El costo de vida no afloja: la inflación de febrero fue del 2,9%
El INDEC confirmó un 2,9% para el segundo mes del año, calcando el dato de enero. Con las tarifas de servicios públicos como el principal motor de las subas, el mercado pone la lupa en el segundo trimestre para ver si se cumple la promesa oficial de "inflación cero" para agosto
El INDEC publicó este jueves el Índice de Precios al Consumidor (IPC) de febrero, y el dato dejó un sabor a dejà vu: un 2,9% que replicó exactamente la cifra de enero. Para el laburante que promedia los 30 o 40 años, la noticia se traduce en una inercia que parece difícil de romper: en el primer bimestre del 2026, los precios ya escalaron un 5,9%, mientras que la medición interanual se ubicó en un 33,1%.
Aunque el número nacional estuvo en línea con lo que proyectaban las consultoras privadas (que vaticinaban entre un 2,8% y un 3%), el dato de la Ciudad de Buenos Aires (2,6%) había encendido una luz de esperanza que finalmente no se reflejó en el promedio país.
El peso de los servicios y el asado
Esta vez, el "enemigo" del bolsillo no fue solo el supermercado. El rubro que más subió fue Vivienda, agua, electricidad y gas, con un salto del 6,8%. Este incremento se explica por la poda de subsidios y la actualización de tarifas que vienen golpeando con fuerza, especialmente en el interior del país.
En segundo lugar quedó el histórico dolor de cabeza de los argentinos: Alimentos y bebidas, que subió un 3,3%. Aquí la clave fue la carne, que impulsó el índice en casi todo el país, salvo en la Patagonia, donde el frío y los costos de los servicios públicos ganaron la pulseada.
Como contrapartida, hubo sectores que le dieron un respiro al índice: la ropa y el calzado no mostraron cambios, mientras que los productos estacionales (frutas y verduras de estación) bajaron un 1,3%, compensando parcialmente la subida de los servicios.
La promesa de agosto y la polémica de la canasta
El presidente Javier Milei mantiene su hoja de ruta: pasar el "marzo estacional" (siempre alto por el inicio de clases) y entrar en un sendero de caída libre que debería aterrizar en una inflación del 0% entre julio y agosto.
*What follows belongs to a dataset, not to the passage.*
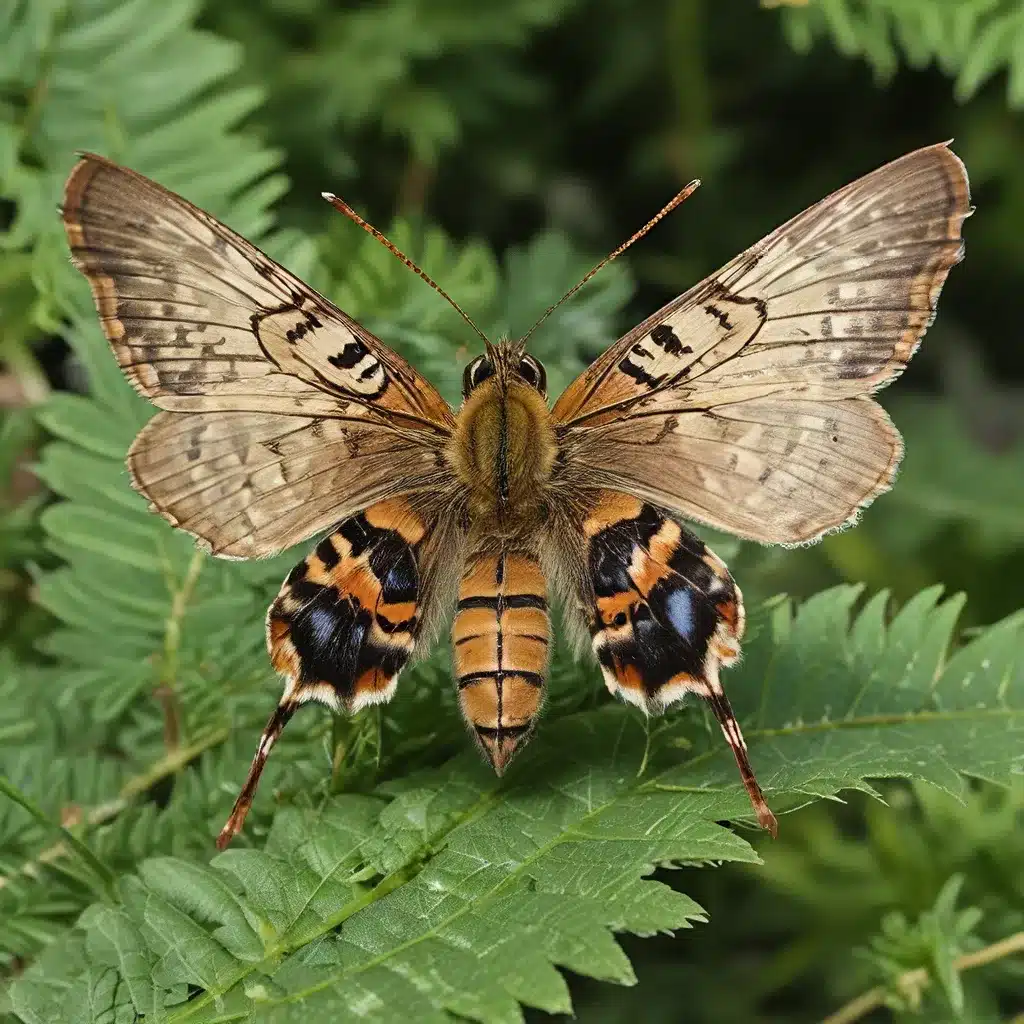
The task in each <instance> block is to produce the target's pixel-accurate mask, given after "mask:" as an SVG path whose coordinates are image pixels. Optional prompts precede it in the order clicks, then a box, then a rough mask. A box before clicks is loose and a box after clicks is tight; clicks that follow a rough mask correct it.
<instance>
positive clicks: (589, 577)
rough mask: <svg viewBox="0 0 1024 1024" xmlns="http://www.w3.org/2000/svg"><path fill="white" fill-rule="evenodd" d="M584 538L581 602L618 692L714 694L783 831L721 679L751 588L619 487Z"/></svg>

Sin embargo, el dato llega con una cuota de suspenso técnico. El Gobierno decidió postergar el cambio en la metodología de medición del INDEC. Se iba a empezar a usar una canasta de consumo más moderna (basada en 2017/2018), que le da más peso a los servicios que a los bienes. Por ahora, se seguirá midiendo con la foto del consumo de 2004.
Desde el Ministerio de Economía aseguran que el cambio se hará recién cuando la inflación esté "consolidada a la baja". Mientras tanto, los argentinos mayores de 30 -curtidos en crisis de todo tipo- miran con atención el inicio de las paritarias y los contratos de alquiler, sabiendo que este 2,9% es el piso sobre el que se discutirá el resto del año.